Contact between the East and West probably began more than 5,000 years ago, 3,000 years earlier than previously thought, according to Chinese archaeologists.
New research on relics unearthed along the famous Silk Road, an ancient commercial route linking China and Central Asia, has lead to the conclusion.
Li Shuicheng, a professor of archaeology at Beijing University, said that many people held that East-West exchanges started after the opening of the Silk Road over 2,000 years ago, but archaeological discoveries showed the date was much earlier.
Li said that a dozen mace heads dating back between 3,000 and 5,000 years, extremely similar to those used by kings of ancient Egypt, had been excavated in northwest China.
The oldest of the mace heads found in Gansu, Shaanxi and Xinjiang in northwest China date back 5,500 years, Li said.
"Many experts shared the view that the mace heads were not a product of ancient Chinese civilization, but were transported from the West," said Li.
Most mace heads unearthed in northwest China are made of stone, jade or bronze, and are in the shape of balls, peaches and pentagrams, according to Li. Some of them even carry colored drawings.
Their shapes and functions were surprisingly similar to those of ancient Egypt, Li told an International Symposium on the Silk Road sponsored by the United Nations Educational, Scientific and Cultural Organization, held in Xi'an, capital of Shaanxi Province.
The symposium was attended by experts and scholars from 29 countries and regions worldwide.

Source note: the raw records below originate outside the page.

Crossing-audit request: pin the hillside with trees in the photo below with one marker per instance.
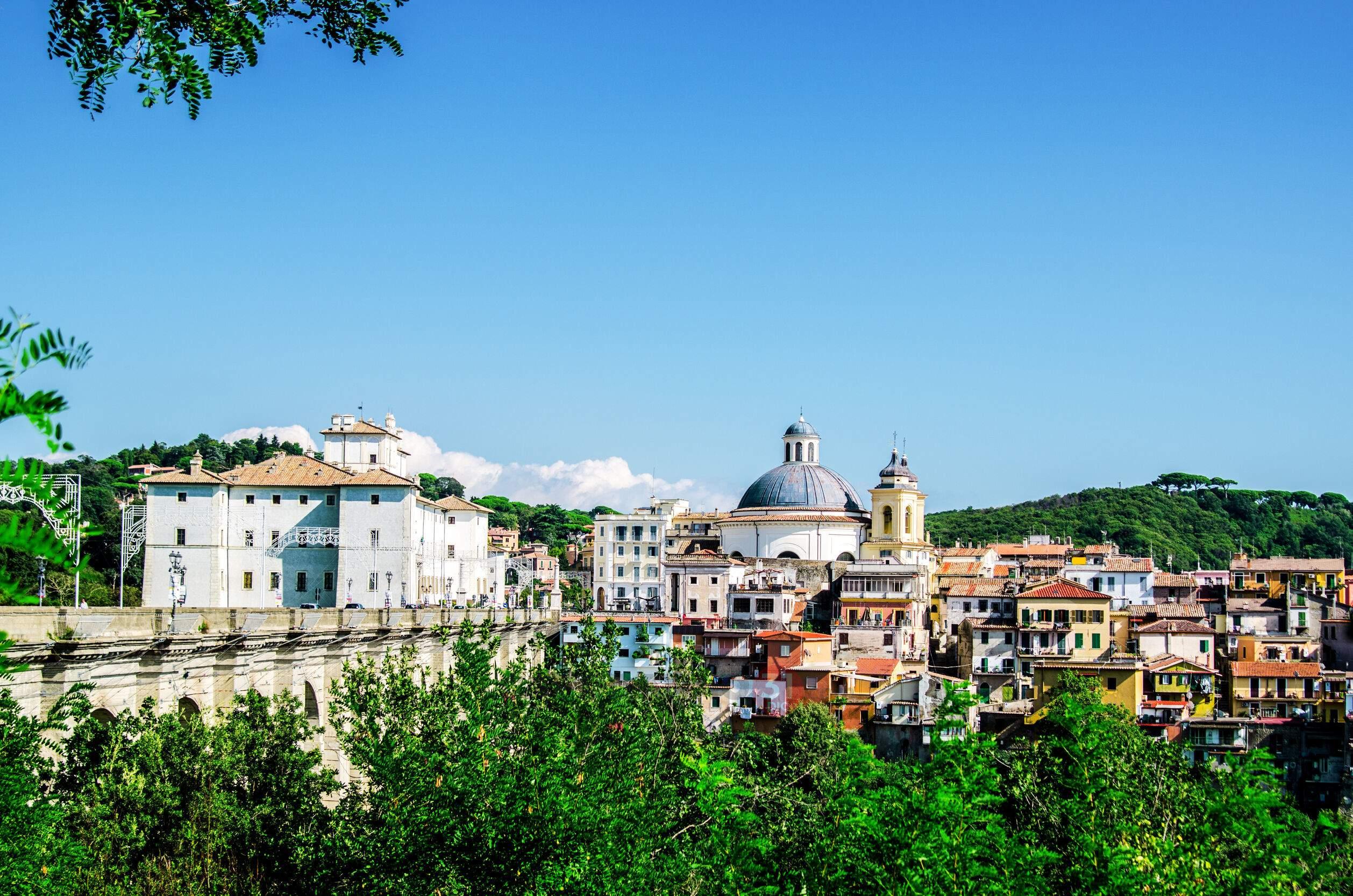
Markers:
(1198, 519)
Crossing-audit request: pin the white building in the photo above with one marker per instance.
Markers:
(799, 510)
(1128, 580)
(646, 644)
(295, 530)
(628, 556)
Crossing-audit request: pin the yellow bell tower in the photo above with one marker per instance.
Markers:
(899, 517)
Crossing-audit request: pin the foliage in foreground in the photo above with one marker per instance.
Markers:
(557, 779)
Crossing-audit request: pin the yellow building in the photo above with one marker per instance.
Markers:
(898, 527)
(1283, 576)
(1279, 690)
(1060, 619)
(1121, 683)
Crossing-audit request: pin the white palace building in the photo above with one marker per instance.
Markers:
(295, 530)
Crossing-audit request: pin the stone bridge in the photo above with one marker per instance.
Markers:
(198, 660)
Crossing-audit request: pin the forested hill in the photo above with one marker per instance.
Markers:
(1197, 518)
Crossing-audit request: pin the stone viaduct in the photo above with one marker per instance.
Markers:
(198, 660)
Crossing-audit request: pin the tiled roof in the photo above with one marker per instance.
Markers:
(979, 588)
(1171, 611)
(1175, 627)
(287, 469)
(772, 634)
(1268, 669)
(963, 552)
(1128, 565)
(454, 503)
(876, 665)
(1032, 550)
(1061, 588)
(376, 477)
(180, 477)
(1288, 565)
(359, 427)
(1170, 660)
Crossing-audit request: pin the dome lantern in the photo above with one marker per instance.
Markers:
(803, 443)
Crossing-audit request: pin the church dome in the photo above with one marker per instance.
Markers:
(808, 485)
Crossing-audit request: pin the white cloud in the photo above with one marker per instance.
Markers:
(295, 433)
(572, 484)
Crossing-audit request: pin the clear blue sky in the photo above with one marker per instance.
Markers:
(1053, 245)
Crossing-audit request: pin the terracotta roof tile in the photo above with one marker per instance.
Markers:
(1267, 669)
(1061, 588)
(1175, 627)
(876, 665)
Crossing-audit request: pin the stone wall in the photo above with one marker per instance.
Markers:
(197, 660)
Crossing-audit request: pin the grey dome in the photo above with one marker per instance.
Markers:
(801, 485)
(896, 469)
(801, 427)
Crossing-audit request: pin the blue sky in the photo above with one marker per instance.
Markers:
(1055, 245)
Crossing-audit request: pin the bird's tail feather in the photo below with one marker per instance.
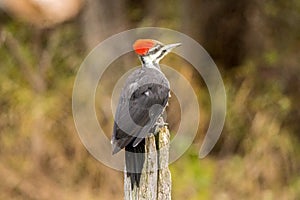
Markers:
(134, 159)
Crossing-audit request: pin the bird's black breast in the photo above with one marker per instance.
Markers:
(142, 101)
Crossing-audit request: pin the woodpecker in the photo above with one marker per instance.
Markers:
(142, 102)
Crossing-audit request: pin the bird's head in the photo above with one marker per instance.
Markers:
(152, 51)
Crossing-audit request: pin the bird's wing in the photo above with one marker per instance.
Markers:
(138, 113)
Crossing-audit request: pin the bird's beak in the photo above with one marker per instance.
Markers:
(169, 47)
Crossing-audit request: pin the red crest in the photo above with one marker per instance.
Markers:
(142, 46)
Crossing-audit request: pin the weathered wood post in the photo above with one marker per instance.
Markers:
(156, 177)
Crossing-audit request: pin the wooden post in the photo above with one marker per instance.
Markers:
(156, 177)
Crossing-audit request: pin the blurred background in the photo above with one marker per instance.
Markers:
(254, 43)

Li said the origins of civilizations were various and exchanges between different cultures were not "invasions." Central Asia and Xinjiang were the major regions where ancient Chinese and Western civilizations influenced and mingled with each other.
Li's views were echoed by many experts.
Wang Jianxin, a leading archaeologist and a professor with Xibei (Northwest China) University, said exchanges between nomadic tribes of Asia and Europe began before the opening of the Silk Road in the Han Dynasty (206 BC-220 AD).
According to Wang, the exchanges occurred through the vast region between the Tianshan Mountains and Altay Mountains, officially recognized as the "Oasis Silk Road," also known as the "Prairie Silk Road," in the Han Dynasty. The road links prairies in Mongolia, Central and West Asia and Europe.
Archaeological discoveries and research in recent decades had shown that this region had been an important path for exchanges between eastern and western nomadic tribes as early as in the Bronze Age, dating back 3,000 to 4,000 years, Wang said.
The fact that unearthed utensils of nomadic tribes, exhibited in museums of European and Asian countries, were surprisingly similar also proved that the "Prairie Silk Road" played an important role in early East-West exchanges, Wang noted.
"Cultural influence is mutual and the earliest date for East-West exchanges might surpass our imagination," said Wang Hui, deputy director of Gansu Provincial Archaeological Institute, who has long devoted himself to archaeological excavations along the Silk Road.
Wang said wheat originated in West Asia and the earliest wheat seeds unearthed in the region were 10,000 years old. But wheat seeds dating back more than 4,000 years had been unearthed in Gansu Province, northwest China.
Millet originated in China's Yellow River valley, known as the cradle of Chinese civilization, but a kind cake made of millet had been excavated in Xinjiang.
Professor Victor H. Mair, of the University of Pennsylvania, the United States, praised Li Shuicheng's view as "brave," "just" and "objective."
He said that for thousands of years, Central Asia and China's Xinjiang had been regions where ancient civilizations contacted, influenced and mingled with each other.
The infiltration and blending of different cultures had a profound and long-term impact on the formation and development of a complex cultural structure in these regions and at the same time, promoted development of the East and West, Mair said.